Having completed my training in 2017, I now formally work alongside medical consultant histopathologist colleagues as part of the GI team. My role includes independent GI specimen dissection, with an allocation of cases to report and a number of GI multidisciplinary team meetings to attend on behalf of histopathology. Like most other scientists who have completed training, I retain other roles alongside these new clinical ones, such as education and training responsibilities and leadership roles. The great thing about the reporting qualification is that roles can be moulded and developed around the specific service needs of each department.
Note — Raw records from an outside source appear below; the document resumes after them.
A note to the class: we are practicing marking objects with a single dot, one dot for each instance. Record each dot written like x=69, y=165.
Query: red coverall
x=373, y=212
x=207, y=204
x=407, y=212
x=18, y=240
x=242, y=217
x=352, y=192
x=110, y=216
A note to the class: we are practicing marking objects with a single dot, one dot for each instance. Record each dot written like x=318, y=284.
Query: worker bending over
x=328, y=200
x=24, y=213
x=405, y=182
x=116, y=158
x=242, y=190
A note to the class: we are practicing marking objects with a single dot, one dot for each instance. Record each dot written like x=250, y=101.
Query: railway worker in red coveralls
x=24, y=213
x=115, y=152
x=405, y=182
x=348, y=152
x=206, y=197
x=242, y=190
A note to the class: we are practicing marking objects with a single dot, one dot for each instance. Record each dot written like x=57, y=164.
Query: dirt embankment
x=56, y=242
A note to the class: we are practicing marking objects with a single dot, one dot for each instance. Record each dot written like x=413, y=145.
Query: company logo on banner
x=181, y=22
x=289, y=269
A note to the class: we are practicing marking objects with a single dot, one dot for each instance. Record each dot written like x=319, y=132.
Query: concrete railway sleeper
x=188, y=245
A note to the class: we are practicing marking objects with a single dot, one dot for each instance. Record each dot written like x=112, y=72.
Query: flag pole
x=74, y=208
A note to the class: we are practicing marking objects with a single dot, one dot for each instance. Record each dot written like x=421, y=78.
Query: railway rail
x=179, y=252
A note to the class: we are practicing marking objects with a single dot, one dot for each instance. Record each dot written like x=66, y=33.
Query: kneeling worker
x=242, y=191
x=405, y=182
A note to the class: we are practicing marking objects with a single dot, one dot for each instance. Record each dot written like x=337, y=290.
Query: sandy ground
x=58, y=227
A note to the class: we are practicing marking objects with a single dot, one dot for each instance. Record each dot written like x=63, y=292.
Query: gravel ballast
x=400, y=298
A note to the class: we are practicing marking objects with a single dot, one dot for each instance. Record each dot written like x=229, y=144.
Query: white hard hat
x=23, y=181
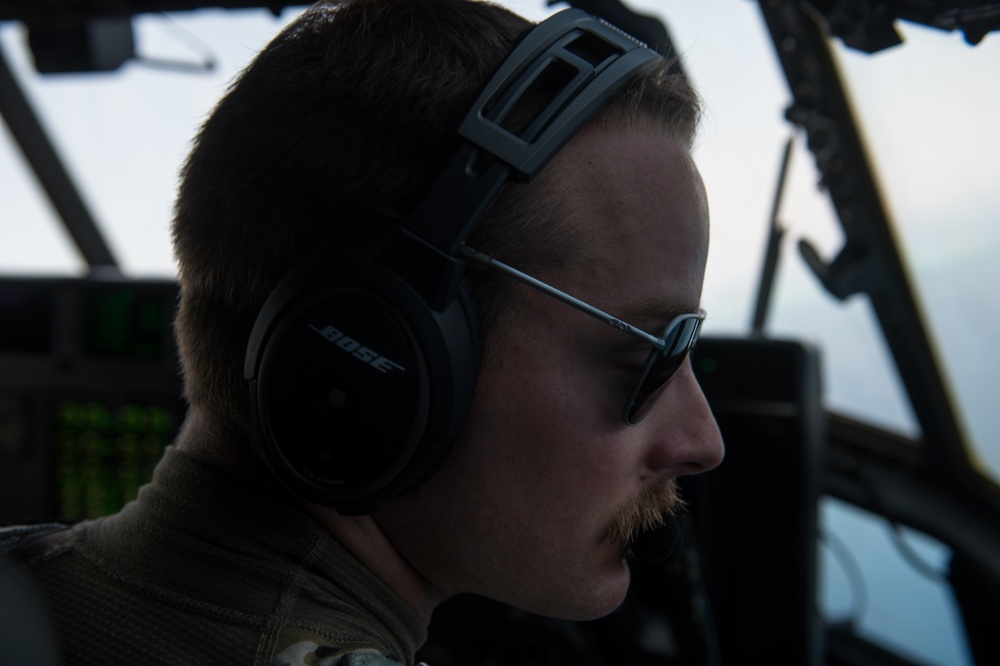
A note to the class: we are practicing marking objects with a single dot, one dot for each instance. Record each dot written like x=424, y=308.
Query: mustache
x=645, y=511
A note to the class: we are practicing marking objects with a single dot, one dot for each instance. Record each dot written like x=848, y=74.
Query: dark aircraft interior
x=90, y=393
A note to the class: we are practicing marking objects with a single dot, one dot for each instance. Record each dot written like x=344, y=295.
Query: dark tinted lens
x=680, y=336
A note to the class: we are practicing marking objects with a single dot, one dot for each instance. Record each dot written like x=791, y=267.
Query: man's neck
x=367, y=542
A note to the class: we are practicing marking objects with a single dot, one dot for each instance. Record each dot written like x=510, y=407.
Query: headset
x=362, y=363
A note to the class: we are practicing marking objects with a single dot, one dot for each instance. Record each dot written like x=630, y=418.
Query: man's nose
x=686, y=436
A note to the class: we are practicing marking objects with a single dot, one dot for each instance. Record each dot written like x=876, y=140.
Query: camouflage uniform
x=201, y=569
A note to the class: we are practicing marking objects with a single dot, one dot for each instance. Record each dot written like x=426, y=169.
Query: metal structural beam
x=52, y=174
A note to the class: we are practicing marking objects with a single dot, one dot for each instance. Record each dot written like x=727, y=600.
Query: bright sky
x=929, y=110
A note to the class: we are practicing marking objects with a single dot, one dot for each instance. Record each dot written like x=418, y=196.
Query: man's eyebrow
x=653, y=315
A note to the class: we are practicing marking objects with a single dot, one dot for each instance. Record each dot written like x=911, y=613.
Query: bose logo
x=355, y=349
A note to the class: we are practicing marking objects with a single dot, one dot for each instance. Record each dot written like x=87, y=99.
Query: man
x=562, y=435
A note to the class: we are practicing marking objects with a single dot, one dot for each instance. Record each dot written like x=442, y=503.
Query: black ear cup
x=357, y=387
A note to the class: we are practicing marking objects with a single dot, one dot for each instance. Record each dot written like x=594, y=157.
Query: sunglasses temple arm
x=489, y=262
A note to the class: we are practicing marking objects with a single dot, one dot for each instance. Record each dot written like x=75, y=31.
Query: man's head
x=352, y=111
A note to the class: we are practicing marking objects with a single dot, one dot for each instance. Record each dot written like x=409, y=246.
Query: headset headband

At a time of uncertainty, where networks are being formed and pathology departments require flexibility from experienced and expert staff with a varied skill set, as scientists we are the untapped resource of the future.
Although training to report histopathology specimens is one of the most challenging things I have done in my career, many of the barriers I have faced have been broken down, and I believe this will continue to be the case. To succeed, you will need drive and ambition, but most importantly support from your Trust and colleagues within your department. Increasingly, training is being planned as part of wider workforce planning, and trainees are being supported with a clear job plan and backfill for their existing positions. This is an important step to aid success. As one of the first trainees, I didn’t have any back fill for my existing role, but I did have the support of my colleagues during training. This has been one of the biggest challenges of my career, but something that I am incredibly proud to have achieved. It has changed my career in ways I couldn’t have imagined, providing me with amazing opportunities. I am privileged to work in my new role, and would highly recommend the reporting training programme to any ambitious biomedical scientist who wishes to further their career and contribute to histopathology service delivery in a different way to traditional routes.